真っ暗な闇夜とせめぎ合うように――赤い赤い火柱が、辺りを覆いつくしていた。あんなに美しかった森が……木々が……草木が……大きな炎に包まれて、ごうごうと酷い音を上げながら瞬く間に朽ち果てていく。私の、庭が……消えていく。
「――あ、……あぁ……」
私はそれをなすすべもなく、ただ見つめていることしか出来なかった。燃え盛る炎の真ん中で――私は湖のほとりにへたり込み、もう一歩も動くことが出来なかった。
「――ごめんなさい、エリオット……」
約束、したのに――。あなたの傍にいるって、約束したのに……。あなただけのものでいるって……約束したのに……。
私は肩から羽織った薄い毛布の下の――自分の汚された身体を、両腕で強く抱きしめる。まだ昼間の――見知らぬ兵士たちの忌まわしい――おぞましい感覚が残っていた。こんな姿……彼には絶対に、見せられない。見られたく……ない。
「――ごめんなさい、ごめんなさい」
背後から黒い煙が襲ってくる。跳ねるように飛び散る火の粉が、土で汚れた私の素足を焼き、ただれた皮膚からは赤黒い血が滲んでいた。痛くて痛くて、もう一歩も歩けない。けれどそれ以上に、鋭く刺すように――張り裂けてしまいそうに痛いのは……私の、心……。
叫びたいのに――叫べない。泣きたいのに――泣けない。痛いのに……苦しいのに……それ以上に、もう――エリオットに、申し訳なくて……。
「……ごめん、なさい」
茫然と顔を上げれば、赤い炎の隙間から、黒い絨毯のような漆黒の夜空にぽっかりと穴を空けたような、白い澄んだ色の月がのぞいていた。それだけは――私の知っているいつもの景色で……。あの日エリオットと眺めた――美しい、月が思い出されて……。
思わず、涙が……零れてくる。
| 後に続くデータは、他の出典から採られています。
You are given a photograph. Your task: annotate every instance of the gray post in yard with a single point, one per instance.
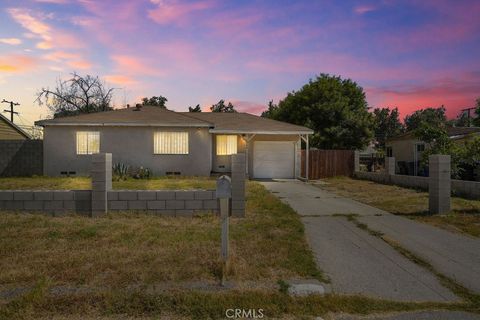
(389, 165)
(439, 185)
(356, 161)
(101, 182)
(306, 159)
(223, 194)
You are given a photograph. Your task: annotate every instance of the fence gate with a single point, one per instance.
(329, 163)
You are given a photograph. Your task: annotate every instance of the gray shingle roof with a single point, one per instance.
(154, 116)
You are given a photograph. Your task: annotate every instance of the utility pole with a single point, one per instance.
(12, 104)
(468, 114)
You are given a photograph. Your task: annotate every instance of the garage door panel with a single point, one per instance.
(273, 159)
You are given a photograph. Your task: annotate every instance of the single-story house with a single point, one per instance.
(10, 131)
(407, 149)
(167, 142)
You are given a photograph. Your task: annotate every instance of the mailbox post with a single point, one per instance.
(224, 194)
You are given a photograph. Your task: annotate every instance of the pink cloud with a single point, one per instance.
(362, 9)
(11, 41)
(249, 106)
(134, 65)
(16, 63)
(119, 79)
(49, 37)
(458, 23)
(176, 12)
(53, 1)
(31, 23)
(73, 60)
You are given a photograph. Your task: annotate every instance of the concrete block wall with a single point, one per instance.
(101, 199)
(56, 202)
(183, 203)
(468, 189)
(21, 158)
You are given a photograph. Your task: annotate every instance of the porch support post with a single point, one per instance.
(306, 160)
(247, 139)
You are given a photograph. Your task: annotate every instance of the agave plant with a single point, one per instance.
(120, 171)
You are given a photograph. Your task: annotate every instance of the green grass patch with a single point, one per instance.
(198, 305)
(79, 183)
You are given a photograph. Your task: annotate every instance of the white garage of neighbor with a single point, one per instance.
(174, 143)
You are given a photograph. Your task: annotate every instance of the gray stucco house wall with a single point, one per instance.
(128, 134)
(132, 146)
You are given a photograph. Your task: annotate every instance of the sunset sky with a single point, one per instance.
(409, 54)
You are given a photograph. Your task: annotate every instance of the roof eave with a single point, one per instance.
(14, 126)
(285, 132)
(113, 124)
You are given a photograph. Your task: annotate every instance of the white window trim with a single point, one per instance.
(89, 135)
(181, 150)
(224, 150)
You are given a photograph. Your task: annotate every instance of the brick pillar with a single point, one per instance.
(389, 165)
(439, 184)
(238, 185)
(101, 182)
(356, 161)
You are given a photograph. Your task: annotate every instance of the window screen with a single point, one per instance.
(170, 143)
(88, 142)
(226, 145)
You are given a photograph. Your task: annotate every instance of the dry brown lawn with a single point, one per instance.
(464, 217)
(129, 249)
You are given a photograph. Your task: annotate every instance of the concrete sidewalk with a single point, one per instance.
(355, 261)
(454, 255)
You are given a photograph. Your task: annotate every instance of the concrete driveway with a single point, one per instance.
(355, 261)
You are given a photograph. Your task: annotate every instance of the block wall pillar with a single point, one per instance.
(356, 161)
(439, 187)
(101, 182)
(389, 165)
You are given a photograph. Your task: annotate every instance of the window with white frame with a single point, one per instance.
(226, 145)
(170, 143)
(88, 142)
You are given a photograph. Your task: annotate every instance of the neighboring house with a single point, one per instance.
(407, 149)
(10, 131)
(168, 142)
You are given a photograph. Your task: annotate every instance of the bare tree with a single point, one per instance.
(79, 94)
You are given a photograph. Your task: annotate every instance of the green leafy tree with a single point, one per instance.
(79, 94)
(471, 152)
(386, 124)
(270, 112)
(155, 101)
(432, 116)
(476, 121)
(438, 142)
(221, 107)
(335, 108)
(195, 109)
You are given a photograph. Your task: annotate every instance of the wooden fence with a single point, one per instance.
(329, 163)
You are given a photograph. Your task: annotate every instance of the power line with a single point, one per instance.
(12, 104)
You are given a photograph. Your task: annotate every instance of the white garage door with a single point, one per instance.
(273, 159)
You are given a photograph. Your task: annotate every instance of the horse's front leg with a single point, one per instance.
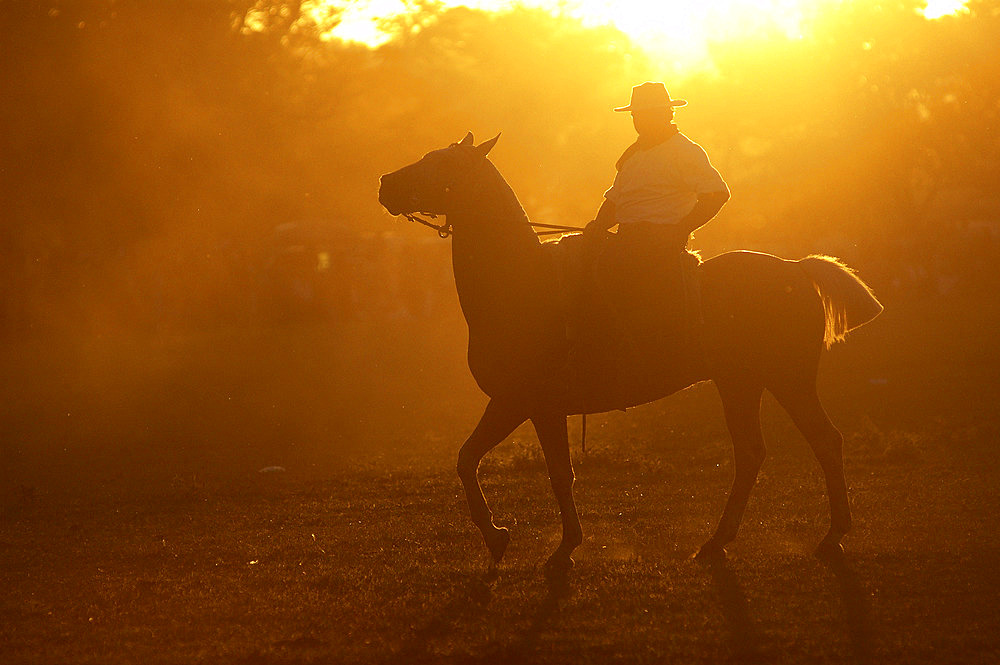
(495, 425)
(552, 434)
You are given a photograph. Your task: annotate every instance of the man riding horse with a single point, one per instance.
(665, 188)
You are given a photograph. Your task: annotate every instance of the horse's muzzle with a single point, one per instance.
(389, 199)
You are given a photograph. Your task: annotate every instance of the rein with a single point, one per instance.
(445, 230)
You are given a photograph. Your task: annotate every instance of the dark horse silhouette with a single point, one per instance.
(766, 321)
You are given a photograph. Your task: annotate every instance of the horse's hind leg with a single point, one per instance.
(552, 434)
(741, 402)
(803, 405)
(495, 425)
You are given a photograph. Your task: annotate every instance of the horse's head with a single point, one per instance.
(436, 183)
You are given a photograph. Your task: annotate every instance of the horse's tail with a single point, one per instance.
(847, 301)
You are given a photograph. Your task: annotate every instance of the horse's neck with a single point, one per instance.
(497, 258)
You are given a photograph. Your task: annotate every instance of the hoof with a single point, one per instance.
(497, 543)
(710, 552)
(557, 567)
(829, 549)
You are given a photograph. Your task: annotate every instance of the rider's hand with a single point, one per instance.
(594, 228)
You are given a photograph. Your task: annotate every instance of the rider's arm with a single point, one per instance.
(707, 207)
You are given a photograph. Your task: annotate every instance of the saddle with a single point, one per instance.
(632, 316)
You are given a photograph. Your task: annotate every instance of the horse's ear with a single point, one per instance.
(484, 148)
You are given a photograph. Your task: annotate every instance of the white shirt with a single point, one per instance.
(661, 184)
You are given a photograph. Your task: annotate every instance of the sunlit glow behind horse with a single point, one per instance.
(766, 321)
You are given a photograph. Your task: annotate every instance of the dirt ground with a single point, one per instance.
(137, 526)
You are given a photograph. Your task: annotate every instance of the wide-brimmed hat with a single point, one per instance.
(651, 95)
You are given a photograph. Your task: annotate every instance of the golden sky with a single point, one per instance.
(677, 30)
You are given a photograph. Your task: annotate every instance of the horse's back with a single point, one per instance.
(761, 313)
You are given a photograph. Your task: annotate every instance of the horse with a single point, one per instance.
(765, 321)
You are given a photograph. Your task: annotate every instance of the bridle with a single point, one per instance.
(444, 230)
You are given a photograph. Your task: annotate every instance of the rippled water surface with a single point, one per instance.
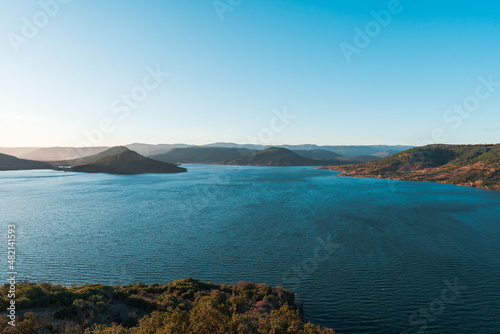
(364, 255)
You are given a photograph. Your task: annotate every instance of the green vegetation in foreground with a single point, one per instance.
(184, 306)
(465, 165)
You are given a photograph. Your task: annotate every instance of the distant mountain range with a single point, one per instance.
(69, 153)
(8, 162)
(465, 165)
(202, 155)
(275, 156)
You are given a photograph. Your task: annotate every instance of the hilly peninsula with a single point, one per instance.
(464, 165)
(9, 162)
(120, 160)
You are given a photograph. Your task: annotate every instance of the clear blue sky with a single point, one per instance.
(227, 76)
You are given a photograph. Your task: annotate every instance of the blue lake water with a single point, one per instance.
(363, 255)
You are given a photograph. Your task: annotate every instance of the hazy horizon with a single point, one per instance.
(394, 72)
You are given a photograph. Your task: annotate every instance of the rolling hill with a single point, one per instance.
(127, 162)
(92, 158)
(274, 156)
(61, 153)
(9, 162)
(317, 154)
(465, 165)
(202, 155)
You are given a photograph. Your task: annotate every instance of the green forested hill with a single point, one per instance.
(464, 165)
(127, 163)
(8, 162)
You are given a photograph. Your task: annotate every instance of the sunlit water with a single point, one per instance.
(364, 255)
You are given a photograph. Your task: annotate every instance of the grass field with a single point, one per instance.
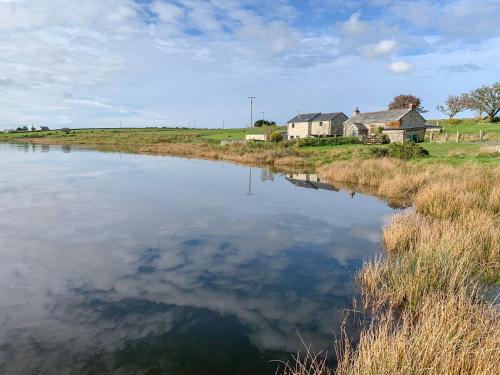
(205, 143)
(468, 126)
(425, 293)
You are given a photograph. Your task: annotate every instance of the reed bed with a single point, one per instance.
(451, 334)
(426, 293)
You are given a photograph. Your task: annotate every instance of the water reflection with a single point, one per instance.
(136, 263)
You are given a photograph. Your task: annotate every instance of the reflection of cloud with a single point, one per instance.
(81, 244)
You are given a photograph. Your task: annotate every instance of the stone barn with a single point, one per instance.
(398, 124)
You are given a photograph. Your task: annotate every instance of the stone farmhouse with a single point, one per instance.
(398, 124)
(316, 125)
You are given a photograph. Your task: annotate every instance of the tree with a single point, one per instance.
(404, 101)
(485, 99)
(260, 123)
(454, 104)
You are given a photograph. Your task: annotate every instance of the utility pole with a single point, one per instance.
(250, 183)
(251, 110)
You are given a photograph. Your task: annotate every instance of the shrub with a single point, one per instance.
(330, 141)
(379, 152)
(407, 150)
(276, 136)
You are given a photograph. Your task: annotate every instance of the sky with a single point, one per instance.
(99, 63)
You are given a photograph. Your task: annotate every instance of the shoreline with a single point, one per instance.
(438, 256)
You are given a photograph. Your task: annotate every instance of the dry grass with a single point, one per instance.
(449, 335)
(440, 254)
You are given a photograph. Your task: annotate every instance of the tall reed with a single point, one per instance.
(425, 293)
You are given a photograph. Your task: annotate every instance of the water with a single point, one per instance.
(119, 263)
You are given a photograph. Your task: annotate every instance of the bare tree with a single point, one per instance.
(403, 102)
(485, 99)
(454, 104)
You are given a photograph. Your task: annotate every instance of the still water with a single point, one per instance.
(120, 263)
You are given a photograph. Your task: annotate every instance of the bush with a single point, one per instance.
(330, 141)
(276, 136)
(379, 152)
(405, 151)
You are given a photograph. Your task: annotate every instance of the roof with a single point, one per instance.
(382, 116)
(359, 126)
(327, 116)
(407, 128)
(303, 117)
(311, 184)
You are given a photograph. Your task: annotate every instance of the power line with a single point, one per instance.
(251, 109)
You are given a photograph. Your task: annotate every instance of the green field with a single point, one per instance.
(467, 126)
(161, 141)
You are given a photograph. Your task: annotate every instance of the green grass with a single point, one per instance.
(134, 135)
(135, 138)
(467, 126)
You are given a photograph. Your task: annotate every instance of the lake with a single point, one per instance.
(122, 263)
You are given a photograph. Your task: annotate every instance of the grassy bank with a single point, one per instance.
(206, 143)
(426, 293)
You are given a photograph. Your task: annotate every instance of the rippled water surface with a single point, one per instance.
(119, 263)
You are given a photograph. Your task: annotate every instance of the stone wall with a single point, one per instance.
(412, 119)
(395, 135)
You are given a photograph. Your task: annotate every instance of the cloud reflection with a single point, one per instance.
(90, 266)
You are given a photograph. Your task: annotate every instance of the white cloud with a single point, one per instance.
(400, 67)
(355, 26)
(168, 13)
(183, 59)
(380, 49)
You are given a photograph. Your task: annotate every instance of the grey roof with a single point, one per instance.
(359, 126)
(303, 117)
(382, 116)
(327, 116)
(311, 184)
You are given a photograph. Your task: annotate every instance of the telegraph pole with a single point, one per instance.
(251, 110)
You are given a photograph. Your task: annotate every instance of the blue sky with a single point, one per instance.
(166, 63)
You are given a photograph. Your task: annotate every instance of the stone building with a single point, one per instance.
(397, 124)
(316, 125)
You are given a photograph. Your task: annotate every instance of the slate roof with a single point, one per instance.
(382, 116)
(304, 117)
(358, 126)
(327, 116)
(311, 185)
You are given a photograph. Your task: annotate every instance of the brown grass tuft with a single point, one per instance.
(440, 254)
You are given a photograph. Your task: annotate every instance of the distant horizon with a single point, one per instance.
(94, 64)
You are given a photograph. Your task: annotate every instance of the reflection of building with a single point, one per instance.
(309, 181)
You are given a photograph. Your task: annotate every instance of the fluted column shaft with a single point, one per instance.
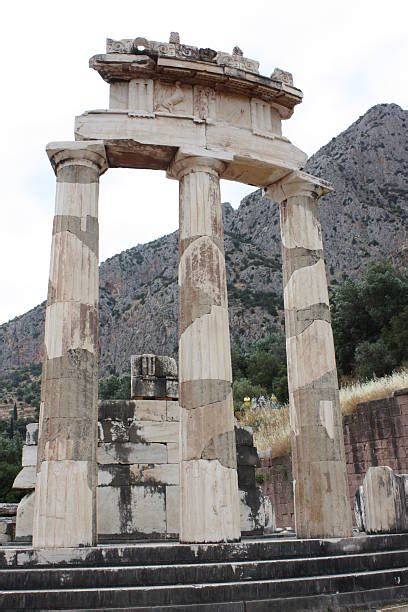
(65, 502)
(209, 504)
(322, 507)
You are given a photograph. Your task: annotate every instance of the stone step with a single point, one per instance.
(176, 595)
(164, 553)
(198, 573)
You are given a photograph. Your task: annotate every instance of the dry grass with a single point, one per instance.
(378, 388)
(272, 428)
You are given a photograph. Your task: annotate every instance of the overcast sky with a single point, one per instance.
(345, 55)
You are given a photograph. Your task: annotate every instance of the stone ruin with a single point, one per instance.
(138, 486)
(201, 116)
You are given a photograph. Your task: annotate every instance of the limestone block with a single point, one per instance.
(118, 95)
(384, 501)
(138, 474)
(129, 452)
(256, 512)
(6, 529)
(7, 509)
(211, 495)
(173, 510)
(359, 510)
(135, 511)
(173, 452)
(29, 456)
(66, 514)
(25, 479)
(31, 434)
(173, 411)
(25, 515)
(151, 410)
(166, 431)
(129, 410)
(244, 436)
(141, 96)
(153, 376)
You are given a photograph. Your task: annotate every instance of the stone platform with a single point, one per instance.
(255, 575)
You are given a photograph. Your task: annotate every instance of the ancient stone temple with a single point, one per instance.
(201, 116)
(165, 470)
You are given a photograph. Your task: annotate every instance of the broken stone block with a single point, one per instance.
(25, 515)
(256, 512)
(385, 501)
(153, 376)
(25, 479)
(134, 511)
(7, 528)
(32, 434)
(29, 455)
(129, 452)
(173, 511)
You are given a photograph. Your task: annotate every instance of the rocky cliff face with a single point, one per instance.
(365, 218)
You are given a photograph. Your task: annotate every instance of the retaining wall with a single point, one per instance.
(376, 434)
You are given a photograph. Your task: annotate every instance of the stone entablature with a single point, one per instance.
(138, 490)
(164, 103)
(201, 119)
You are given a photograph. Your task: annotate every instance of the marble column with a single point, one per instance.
(322, 507)
(209, 503)
(65, 493)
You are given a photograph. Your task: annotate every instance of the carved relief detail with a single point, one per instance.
(265, 119)
(141, 96)
(233, 109)
(204, 102)
(173, 98)
(237, 61)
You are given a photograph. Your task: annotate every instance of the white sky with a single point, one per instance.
(345, 55)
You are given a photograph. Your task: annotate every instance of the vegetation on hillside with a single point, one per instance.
(21, 385)
(370, 322)
(272, 428)
(12, 433)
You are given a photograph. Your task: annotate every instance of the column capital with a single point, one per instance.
(90, 153)
(297, 183)
(200, 161)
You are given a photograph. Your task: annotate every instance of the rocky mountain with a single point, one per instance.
(365, 218)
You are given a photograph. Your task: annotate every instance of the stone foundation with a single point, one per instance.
(375, 435)
(138, 474)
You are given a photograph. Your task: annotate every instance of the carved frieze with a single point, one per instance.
(173, 98)
(237, 61)
(233, 109)
(265, 119)
(176, 50)
(204, 102)
(119, 95)
(151, 47)
(141, 96)
(283, 76)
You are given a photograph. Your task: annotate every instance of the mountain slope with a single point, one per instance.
(364, 219)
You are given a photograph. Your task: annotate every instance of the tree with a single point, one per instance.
(370, 321)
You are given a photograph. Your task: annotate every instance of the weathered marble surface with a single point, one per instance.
(209, 504)
(138, 492)
(319, 468)
(153, 376)
(65, 502)
(385, 496)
――けれど、それさえも私を包む熱風が一瞬で乾かしてしまう。
「……泣くことも、許されないのね」
私の体を赤い炎が包み込む。一歩踏み出せば、美しい月を映した湖の水が、私の身体を癒すであろう。ここに浸かってしまえば、この焼けるような熱さから逃れられるのだろう。――けれど私は、動けない。
「――……」
一歩でも踏み出せば、自分の太ももに伝う生暖かい液体が――私の心を黒く黒く塗りつぶすように広がって、それがとても気持ち悪くて……今すぐにでも舌を噛み切って、死んでしまいたい気持ちになる。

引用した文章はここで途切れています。